Dornelas destaca quatro pilares para uso seguro: adquirir medicamentos registrados no Brasil, contar com prescrição e acompanhamento médico adequados, comprar em estabelecimentos autorizados — preferencialmente farmácias ou drogarias — e seguir as doses indicadas, evitando negociação em mercados paralelos. Segundo ele, a maioria dos usuários não apresenta reações intensas, mas sinais como náuseas persistentes, vômitos ou dor abdominal forte exigem avaliação imediata.
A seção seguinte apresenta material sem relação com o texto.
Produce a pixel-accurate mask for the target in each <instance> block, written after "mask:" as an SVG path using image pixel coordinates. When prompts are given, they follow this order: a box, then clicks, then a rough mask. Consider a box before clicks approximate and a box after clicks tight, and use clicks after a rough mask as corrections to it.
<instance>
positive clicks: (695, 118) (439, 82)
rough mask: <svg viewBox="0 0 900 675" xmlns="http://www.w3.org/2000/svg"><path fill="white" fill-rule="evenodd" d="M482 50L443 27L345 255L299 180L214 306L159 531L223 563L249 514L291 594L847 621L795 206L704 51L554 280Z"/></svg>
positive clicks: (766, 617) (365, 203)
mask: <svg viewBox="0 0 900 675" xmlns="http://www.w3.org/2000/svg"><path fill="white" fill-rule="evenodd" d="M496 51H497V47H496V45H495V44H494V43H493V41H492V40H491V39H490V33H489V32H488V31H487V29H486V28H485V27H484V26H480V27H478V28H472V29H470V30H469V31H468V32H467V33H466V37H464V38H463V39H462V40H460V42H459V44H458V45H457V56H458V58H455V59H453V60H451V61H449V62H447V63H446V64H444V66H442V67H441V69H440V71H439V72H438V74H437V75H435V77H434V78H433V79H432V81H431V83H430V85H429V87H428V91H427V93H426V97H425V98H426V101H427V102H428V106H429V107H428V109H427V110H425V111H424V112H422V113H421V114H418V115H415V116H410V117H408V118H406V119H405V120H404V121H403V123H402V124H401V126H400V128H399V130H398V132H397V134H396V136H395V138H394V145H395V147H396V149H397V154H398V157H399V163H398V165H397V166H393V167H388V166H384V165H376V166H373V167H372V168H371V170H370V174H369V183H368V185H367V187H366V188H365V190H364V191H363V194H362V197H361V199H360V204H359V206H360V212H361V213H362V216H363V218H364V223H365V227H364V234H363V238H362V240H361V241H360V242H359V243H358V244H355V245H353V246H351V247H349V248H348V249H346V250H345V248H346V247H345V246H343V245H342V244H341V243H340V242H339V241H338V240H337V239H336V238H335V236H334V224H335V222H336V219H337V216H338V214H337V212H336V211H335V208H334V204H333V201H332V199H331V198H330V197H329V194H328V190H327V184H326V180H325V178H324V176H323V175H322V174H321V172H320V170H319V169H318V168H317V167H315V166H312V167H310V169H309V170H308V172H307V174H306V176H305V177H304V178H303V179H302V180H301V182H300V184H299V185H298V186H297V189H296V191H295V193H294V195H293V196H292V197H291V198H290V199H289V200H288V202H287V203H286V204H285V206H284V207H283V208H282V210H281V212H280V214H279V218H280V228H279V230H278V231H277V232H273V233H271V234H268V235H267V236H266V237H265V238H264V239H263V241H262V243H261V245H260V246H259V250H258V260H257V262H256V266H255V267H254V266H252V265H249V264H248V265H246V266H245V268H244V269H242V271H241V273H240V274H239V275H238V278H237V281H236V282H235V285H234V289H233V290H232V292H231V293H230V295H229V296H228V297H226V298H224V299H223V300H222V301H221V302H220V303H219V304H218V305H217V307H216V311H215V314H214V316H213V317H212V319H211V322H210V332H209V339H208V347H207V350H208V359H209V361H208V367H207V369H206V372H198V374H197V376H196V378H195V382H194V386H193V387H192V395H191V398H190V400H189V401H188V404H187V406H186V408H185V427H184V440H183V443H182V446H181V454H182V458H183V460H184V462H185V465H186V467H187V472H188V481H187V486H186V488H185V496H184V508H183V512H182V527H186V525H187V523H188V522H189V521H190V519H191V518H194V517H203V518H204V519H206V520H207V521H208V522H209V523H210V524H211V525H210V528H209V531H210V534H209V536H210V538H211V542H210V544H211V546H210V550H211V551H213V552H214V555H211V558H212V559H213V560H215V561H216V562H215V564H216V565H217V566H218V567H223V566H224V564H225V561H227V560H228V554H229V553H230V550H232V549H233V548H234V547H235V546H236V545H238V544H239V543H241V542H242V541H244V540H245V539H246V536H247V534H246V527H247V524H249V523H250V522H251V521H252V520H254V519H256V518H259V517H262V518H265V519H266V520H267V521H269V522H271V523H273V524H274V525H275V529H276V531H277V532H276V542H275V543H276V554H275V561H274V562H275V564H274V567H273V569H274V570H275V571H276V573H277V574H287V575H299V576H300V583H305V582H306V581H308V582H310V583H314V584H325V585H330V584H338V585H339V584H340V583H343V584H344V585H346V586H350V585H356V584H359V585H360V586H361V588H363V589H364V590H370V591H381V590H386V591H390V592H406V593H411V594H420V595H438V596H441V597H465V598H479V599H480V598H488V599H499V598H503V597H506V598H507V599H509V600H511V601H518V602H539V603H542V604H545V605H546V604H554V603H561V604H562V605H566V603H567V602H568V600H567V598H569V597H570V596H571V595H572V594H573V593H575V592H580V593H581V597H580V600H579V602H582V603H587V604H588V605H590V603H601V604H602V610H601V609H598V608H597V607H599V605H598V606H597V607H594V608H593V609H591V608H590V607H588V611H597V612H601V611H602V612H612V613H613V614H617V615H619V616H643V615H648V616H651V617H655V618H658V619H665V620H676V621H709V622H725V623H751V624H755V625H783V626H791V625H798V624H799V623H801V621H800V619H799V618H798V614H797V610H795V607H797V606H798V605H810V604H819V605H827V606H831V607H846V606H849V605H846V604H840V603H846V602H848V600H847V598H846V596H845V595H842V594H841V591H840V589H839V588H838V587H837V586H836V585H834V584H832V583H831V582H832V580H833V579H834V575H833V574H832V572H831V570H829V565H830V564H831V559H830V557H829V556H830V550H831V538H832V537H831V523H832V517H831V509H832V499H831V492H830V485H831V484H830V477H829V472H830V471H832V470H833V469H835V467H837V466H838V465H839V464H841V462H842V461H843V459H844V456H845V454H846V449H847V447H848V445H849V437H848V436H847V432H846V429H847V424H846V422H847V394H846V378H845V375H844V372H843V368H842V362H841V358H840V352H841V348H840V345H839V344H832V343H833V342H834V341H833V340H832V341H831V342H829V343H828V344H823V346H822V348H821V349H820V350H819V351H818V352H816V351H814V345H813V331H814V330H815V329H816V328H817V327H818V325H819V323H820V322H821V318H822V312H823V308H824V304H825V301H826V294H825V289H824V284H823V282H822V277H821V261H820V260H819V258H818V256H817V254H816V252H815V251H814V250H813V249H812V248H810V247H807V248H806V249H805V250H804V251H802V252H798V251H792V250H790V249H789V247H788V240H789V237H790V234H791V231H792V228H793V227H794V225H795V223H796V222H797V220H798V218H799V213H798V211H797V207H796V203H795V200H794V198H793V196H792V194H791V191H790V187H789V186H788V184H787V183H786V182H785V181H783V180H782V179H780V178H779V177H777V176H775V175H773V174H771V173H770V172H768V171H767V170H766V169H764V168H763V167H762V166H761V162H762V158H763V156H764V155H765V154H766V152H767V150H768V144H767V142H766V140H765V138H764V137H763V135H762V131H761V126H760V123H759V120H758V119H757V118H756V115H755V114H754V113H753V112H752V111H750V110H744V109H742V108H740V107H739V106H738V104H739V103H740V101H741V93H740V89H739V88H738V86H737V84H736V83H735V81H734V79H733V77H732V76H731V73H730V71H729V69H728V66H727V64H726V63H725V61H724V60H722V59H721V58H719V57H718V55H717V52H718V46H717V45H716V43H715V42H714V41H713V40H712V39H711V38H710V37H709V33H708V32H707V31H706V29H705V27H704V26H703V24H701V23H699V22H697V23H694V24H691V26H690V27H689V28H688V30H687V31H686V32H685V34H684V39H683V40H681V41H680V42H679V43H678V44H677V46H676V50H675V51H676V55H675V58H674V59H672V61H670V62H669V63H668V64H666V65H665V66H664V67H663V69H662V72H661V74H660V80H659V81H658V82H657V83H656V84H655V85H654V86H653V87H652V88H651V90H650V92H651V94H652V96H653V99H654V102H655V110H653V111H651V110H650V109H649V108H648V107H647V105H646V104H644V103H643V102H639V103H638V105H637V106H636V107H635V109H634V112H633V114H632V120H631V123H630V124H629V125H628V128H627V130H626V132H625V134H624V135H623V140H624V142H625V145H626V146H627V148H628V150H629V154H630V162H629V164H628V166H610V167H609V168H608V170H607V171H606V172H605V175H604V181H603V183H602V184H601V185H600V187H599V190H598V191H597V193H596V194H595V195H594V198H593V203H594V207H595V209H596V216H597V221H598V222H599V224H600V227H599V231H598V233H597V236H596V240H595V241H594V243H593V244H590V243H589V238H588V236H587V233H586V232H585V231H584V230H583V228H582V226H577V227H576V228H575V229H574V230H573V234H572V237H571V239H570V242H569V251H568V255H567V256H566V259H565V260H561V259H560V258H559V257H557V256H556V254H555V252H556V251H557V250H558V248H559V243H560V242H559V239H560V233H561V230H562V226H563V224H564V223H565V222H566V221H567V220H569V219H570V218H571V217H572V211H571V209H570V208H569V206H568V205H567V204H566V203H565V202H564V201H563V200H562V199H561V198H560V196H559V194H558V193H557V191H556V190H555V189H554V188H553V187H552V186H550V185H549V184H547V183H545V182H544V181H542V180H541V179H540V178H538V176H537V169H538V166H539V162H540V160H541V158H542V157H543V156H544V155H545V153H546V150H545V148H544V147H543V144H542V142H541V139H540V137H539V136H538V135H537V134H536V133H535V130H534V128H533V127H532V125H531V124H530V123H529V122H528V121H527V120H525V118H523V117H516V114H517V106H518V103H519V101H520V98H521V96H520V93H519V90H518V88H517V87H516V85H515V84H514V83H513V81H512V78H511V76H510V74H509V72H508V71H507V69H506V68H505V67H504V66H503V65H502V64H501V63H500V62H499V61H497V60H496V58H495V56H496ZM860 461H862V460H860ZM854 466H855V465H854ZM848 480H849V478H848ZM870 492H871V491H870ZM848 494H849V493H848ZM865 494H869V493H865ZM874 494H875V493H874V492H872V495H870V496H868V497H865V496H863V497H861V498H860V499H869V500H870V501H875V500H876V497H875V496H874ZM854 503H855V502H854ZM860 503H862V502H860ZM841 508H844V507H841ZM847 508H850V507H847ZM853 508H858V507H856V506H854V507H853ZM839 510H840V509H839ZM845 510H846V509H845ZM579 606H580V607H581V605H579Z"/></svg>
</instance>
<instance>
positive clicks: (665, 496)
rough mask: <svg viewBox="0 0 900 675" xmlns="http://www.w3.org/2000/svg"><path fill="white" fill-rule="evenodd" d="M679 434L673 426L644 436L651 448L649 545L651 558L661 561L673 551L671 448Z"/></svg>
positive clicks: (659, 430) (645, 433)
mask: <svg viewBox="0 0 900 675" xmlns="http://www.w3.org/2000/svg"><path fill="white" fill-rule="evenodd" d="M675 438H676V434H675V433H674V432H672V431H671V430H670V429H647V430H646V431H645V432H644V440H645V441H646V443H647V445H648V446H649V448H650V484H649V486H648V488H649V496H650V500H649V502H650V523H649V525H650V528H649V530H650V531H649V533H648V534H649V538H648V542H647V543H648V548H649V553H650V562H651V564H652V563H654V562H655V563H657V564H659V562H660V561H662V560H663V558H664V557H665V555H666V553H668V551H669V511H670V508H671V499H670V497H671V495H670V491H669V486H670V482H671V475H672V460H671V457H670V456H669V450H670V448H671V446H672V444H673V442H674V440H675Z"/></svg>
Enquanto a instrução normativa é analisada, a Anvisa mantém operações para coibir comércio irregular e reforça orientações a profissionais de saúde sobre prescrição, dispensação e monitoramento de eventos adversos. O objetivo, segundo a agência, é equilibrar acesso aos tratamentos com a proteção da saúde pública, diante de um cenário em que demanda crescente, oferta clandestina e riscos potenciais caminham lado a lado.